If your cart still can’t go up hills, old batteries may be the culprit.
Factor #3 – The Voltage of the Golf Cart
Newer 36 volt and 48 volt golf carts won’t have problems climbing basic hills.
However, 48 volt golf carts have more power and torque than 36 volt options. With that in mind, you should know that a 36v cart is best for smaller hills and predictable terrain (think: roads, golf courses, athletic fields).
If you plan on taking your rig off road (think: hunting, tough terrain, bigger hills), then you should be looking for a 48 volt cart or a gas golf cart.
Tackling hilly terrain is one of the big pros for gas carts. The downside is that they need gasoline 😉
A Clever Workaround — Bigger Tires
If you already have a 36 volt cart and your electric motor is struggling on hills, some golf cart owners recommend swapping out the smaller stock tires for bigger aftermarket options.
Larger tires will help you maximize the speed of your cart. This will help your cart build momentum as it seeks to climb those troubling hills.
Side note: A lift kit may be required.
Factor #4 – The Load You’re Trying to Carry
I’m all for pushing the limits, but if you’re trying to carry a really heavy load, your electric cart is going to struggle.
I used to hook a grass sweeper up to the back of my old Club Car DS. If the leaves and grass were dry (and I was on flat terrain), my Club Car golf cart did fine.
Once that sweeper was full with heavy materials (or I decided to drive straight uphill), my cart barely survived the journey. It was painfully slow.
There was nothing wrong with my cart. I was just asking too much from a 36 volt cart.
I’ve covered golf cart towing capacity here, but as a general rule, the heavier the load, the more your cart will struggle on hills.
Your passengers contribute to the overall weight of the cart as well, so be sure to factor that into the equation.
What Can I Do To Help My Golf Cart Go Uphill?
If upgrading to a newer golf cart isn’t an option, here are simple simple steps you can take to try and improve your cart’s performance.
Use Bigger Tires
As I mentioned earlier, consider upgrading the tires on your current golf cart to larger all-terrain tires.
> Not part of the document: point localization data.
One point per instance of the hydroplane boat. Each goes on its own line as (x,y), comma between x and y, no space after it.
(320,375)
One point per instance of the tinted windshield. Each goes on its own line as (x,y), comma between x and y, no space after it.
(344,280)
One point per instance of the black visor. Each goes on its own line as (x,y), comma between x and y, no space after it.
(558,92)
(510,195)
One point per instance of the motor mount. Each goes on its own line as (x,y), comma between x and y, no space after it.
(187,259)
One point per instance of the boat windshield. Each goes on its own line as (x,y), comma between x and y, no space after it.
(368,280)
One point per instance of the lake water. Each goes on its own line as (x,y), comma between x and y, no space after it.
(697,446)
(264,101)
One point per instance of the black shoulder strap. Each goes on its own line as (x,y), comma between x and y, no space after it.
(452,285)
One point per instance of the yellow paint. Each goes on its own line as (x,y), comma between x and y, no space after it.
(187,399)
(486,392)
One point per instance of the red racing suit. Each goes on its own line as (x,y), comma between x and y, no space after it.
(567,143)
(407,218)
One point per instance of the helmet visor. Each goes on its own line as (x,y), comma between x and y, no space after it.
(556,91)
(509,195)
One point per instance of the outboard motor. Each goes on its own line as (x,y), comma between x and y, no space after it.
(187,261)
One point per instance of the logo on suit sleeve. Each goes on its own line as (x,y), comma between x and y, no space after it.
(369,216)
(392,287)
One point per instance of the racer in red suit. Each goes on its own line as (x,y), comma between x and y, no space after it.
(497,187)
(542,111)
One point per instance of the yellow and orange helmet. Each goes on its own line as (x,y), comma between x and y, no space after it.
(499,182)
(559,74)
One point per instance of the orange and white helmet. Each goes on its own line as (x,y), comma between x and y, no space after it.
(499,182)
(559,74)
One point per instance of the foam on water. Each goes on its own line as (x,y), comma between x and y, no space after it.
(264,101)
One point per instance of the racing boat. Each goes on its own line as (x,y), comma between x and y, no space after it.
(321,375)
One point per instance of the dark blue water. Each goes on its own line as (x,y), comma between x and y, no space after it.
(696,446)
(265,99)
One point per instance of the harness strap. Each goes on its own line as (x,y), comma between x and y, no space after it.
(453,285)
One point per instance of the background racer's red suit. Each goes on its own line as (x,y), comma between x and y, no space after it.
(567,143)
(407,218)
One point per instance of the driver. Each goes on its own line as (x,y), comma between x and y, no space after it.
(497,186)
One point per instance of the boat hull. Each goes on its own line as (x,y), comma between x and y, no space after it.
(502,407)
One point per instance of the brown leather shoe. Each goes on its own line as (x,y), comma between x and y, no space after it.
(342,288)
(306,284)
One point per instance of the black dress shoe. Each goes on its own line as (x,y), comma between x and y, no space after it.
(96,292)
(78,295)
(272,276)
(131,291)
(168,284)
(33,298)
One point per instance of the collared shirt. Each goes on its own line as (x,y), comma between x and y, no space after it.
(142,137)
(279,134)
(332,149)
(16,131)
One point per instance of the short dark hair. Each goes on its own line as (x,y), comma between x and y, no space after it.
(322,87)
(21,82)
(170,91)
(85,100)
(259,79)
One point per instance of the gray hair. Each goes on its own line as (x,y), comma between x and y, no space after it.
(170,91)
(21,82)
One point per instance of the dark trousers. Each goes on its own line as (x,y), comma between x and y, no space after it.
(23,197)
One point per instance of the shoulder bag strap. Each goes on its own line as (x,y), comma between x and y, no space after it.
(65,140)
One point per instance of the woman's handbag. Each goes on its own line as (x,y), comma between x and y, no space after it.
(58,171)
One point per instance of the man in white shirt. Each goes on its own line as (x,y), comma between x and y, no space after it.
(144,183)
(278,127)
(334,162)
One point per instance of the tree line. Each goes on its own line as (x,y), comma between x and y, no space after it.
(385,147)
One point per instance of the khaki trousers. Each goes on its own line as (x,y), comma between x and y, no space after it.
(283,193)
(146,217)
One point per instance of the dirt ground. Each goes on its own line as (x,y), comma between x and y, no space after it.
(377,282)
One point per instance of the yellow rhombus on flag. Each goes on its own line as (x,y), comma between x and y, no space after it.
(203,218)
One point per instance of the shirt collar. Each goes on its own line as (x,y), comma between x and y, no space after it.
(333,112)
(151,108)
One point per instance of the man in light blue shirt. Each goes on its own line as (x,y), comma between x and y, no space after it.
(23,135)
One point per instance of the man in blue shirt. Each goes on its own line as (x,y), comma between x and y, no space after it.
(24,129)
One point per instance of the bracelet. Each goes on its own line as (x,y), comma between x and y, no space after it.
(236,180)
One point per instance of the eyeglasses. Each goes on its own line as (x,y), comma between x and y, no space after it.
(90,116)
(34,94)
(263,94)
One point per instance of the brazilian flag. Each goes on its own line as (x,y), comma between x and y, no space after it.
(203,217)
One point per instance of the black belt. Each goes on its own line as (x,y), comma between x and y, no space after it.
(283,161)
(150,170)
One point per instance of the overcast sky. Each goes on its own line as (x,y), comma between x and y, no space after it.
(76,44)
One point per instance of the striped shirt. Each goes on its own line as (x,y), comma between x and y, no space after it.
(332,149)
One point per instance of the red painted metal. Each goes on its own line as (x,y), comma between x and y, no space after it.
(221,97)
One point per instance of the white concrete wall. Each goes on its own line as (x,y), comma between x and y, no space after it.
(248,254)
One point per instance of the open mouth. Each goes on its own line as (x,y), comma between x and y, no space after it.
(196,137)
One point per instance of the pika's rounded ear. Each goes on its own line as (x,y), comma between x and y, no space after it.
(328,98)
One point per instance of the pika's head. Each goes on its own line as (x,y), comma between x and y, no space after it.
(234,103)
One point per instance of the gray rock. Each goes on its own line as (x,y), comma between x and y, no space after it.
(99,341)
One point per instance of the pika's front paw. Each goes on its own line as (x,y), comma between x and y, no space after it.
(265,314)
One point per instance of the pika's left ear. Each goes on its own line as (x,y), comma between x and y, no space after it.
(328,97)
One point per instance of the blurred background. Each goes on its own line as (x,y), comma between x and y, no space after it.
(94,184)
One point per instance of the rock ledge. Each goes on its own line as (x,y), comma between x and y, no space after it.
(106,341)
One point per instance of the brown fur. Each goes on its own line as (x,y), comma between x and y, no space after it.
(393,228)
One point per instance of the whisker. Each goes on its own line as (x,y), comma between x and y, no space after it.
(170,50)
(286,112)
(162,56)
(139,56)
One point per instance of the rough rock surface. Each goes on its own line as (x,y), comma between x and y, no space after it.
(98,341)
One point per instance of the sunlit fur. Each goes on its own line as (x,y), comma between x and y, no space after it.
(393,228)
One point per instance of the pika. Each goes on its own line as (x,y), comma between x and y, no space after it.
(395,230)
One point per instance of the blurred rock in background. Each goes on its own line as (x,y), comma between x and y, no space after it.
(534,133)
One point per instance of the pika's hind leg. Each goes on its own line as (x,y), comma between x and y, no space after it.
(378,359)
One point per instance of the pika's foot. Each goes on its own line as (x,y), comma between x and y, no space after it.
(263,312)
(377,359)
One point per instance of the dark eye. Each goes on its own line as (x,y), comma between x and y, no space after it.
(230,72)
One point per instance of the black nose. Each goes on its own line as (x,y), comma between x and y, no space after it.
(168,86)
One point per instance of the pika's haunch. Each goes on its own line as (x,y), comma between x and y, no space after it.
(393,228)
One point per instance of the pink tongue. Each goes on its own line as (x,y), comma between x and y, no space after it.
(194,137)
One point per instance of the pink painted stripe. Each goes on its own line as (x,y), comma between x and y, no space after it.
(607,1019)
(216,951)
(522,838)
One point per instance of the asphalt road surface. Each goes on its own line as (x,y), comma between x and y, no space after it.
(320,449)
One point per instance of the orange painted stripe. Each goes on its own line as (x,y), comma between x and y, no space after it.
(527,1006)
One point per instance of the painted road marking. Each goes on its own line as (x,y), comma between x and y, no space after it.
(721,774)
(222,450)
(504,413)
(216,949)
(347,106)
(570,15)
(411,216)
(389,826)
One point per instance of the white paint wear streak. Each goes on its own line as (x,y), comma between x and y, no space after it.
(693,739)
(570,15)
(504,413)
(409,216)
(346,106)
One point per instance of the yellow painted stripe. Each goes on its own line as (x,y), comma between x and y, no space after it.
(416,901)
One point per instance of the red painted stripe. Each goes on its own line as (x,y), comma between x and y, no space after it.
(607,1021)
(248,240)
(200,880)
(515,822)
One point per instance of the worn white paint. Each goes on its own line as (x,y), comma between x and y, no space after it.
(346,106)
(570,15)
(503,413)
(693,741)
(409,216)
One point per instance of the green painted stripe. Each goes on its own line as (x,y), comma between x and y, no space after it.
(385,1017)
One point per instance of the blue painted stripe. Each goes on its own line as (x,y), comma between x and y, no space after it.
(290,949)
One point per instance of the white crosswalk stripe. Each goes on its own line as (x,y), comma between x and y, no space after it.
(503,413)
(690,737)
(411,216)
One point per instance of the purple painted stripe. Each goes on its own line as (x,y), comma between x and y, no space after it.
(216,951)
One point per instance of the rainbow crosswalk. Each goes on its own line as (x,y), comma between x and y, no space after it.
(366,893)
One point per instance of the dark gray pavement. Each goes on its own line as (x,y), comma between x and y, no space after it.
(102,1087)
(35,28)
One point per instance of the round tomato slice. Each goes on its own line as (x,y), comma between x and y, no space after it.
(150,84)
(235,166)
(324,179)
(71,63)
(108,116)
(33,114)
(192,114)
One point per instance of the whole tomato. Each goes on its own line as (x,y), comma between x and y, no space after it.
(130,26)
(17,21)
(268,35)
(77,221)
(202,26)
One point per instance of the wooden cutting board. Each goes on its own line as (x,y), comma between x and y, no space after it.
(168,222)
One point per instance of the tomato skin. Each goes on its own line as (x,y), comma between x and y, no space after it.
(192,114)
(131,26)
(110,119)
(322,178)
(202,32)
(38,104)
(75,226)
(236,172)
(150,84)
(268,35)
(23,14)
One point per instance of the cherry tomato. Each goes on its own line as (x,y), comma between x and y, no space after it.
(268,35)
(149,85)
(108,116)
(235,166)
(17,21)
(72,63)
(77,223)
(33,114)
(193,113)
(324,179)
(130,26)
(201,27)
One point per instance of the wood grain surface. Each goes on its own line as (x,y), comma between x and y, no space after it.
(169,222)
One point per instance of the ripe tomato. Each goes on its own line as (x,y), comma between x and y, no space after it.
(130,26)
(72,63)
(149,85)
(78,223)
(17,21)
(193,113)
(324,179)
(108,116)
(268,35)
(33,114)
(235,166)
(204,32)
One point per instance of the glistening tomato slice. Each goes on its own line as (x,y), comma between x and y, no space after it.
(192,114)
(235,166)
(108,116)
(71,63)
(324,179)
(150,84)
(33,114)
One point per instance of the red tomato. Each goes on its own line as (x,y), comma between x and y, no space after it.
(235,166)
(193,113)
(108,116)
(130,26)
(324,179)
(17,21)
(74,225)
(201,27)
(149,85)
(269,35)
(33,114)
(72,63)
You’ll notice a difference in speed and you’ll get more out of your electric motor.
Reduce The Load On Board
Cut down on weight whenever possible.
Less passengers, less ice/drinks, less clubs…figure out what’s weighing you down and make an adjustment.
Take Your Cart to a Mechanic
Not every golf cart owner has mechanical skills, and that’s OK.
If you’re clueless when it comes to golf cart maintenance, take your electric vehicle to a mechanic for a detailed inspection.
They can test the batteries, troubleshoot other problems and offer helpful recommendations.
Replace The Batteries or Upgrade to a Lithium Battery
If your battery series isn’t getting the job done, it may be time for a replacement set.
Some cart owners use this situation as an opportunity to upgrade to a lithium battery.
Whatever your solution, replacing batteries is cheaper than buying a new cart altogether.